Fresh air and freedom. It made her believe in new beginnings, far more than any January resolution did. So, maybe she needed to seek a little rebirth and new growth of her own.
Grow up. Leave Cara the screwup behind.
Not possible.
She ignored the jerk of a voice in her head and plucked the delicate flowers out of the ground, arranging a few in her hair. A little visual reminder that flowers could grow from nothing but dirt and water and a little sunlight. “How do I look?”
He’d situated himself on the rock, and Cara had a little inward sigh over his pretty eyes before he looked down. Blushing. Definitely blushing. He might have acted as if he didn’t care for her occasional flirting, but obviously he didn’t think she was repulsive.
Maybe he was shy about stuff like that. For some reason, the thought of gruff and grumpy Wes being shy made her feel all warm and squishy.
Which was not okay. At all. He was her boss, and aside from this and a few emergency shifts at the salon, she had no income. Because she hadn’t sucked up the courage to approach Sam again about the pies.
Well, buttercups as her witness, she would.
She settled herself next to Wes. And, yeah, maybe she didn’t have to sit so close, but she was feeling bold now. She handed him his sandwich; he handed her a Coke.
“This place is perfect.”
He cracked open his soda. “Yeah, I like it.”

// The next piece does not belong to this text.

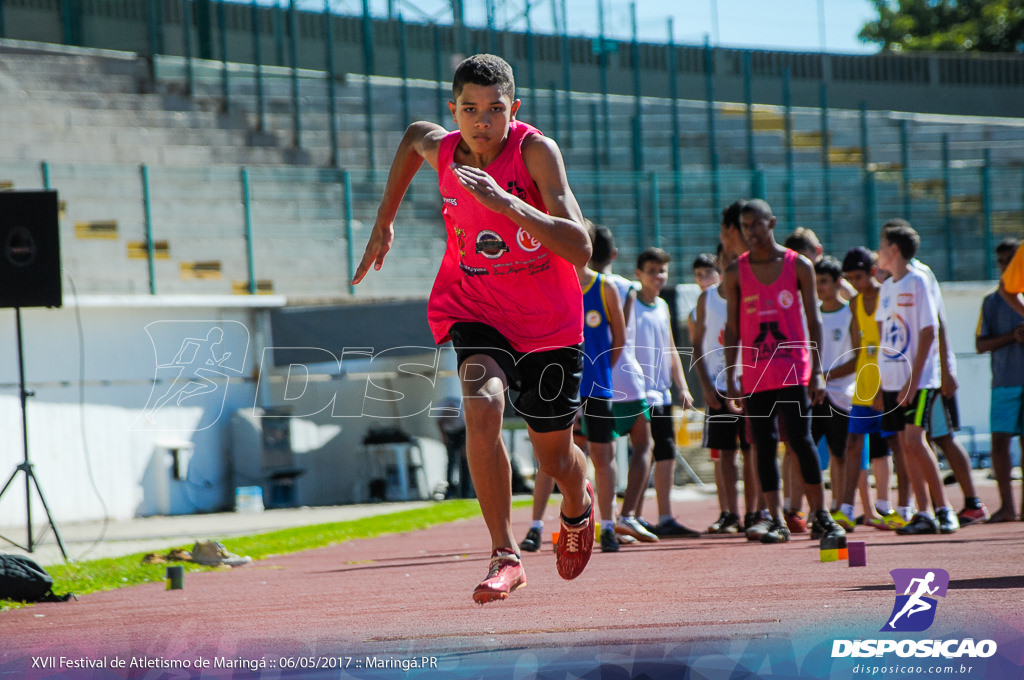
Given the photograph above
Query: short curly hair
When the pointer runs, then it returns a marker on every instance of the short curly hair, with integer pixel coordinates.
(483, 70)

“You do this every day?” With Phantom, Sweetness and the three other dogs sitting or lying around the base of the rock, it obviously wasn’t something new.
He made one of his grunt-yes noises as he bit into his sandwich.
“So, why organic dog treats?”
He lifted those broad, yummy shoulders—bad, Cara—but she pointed at him before he finished the motion. “No shrugging. You have to answer.”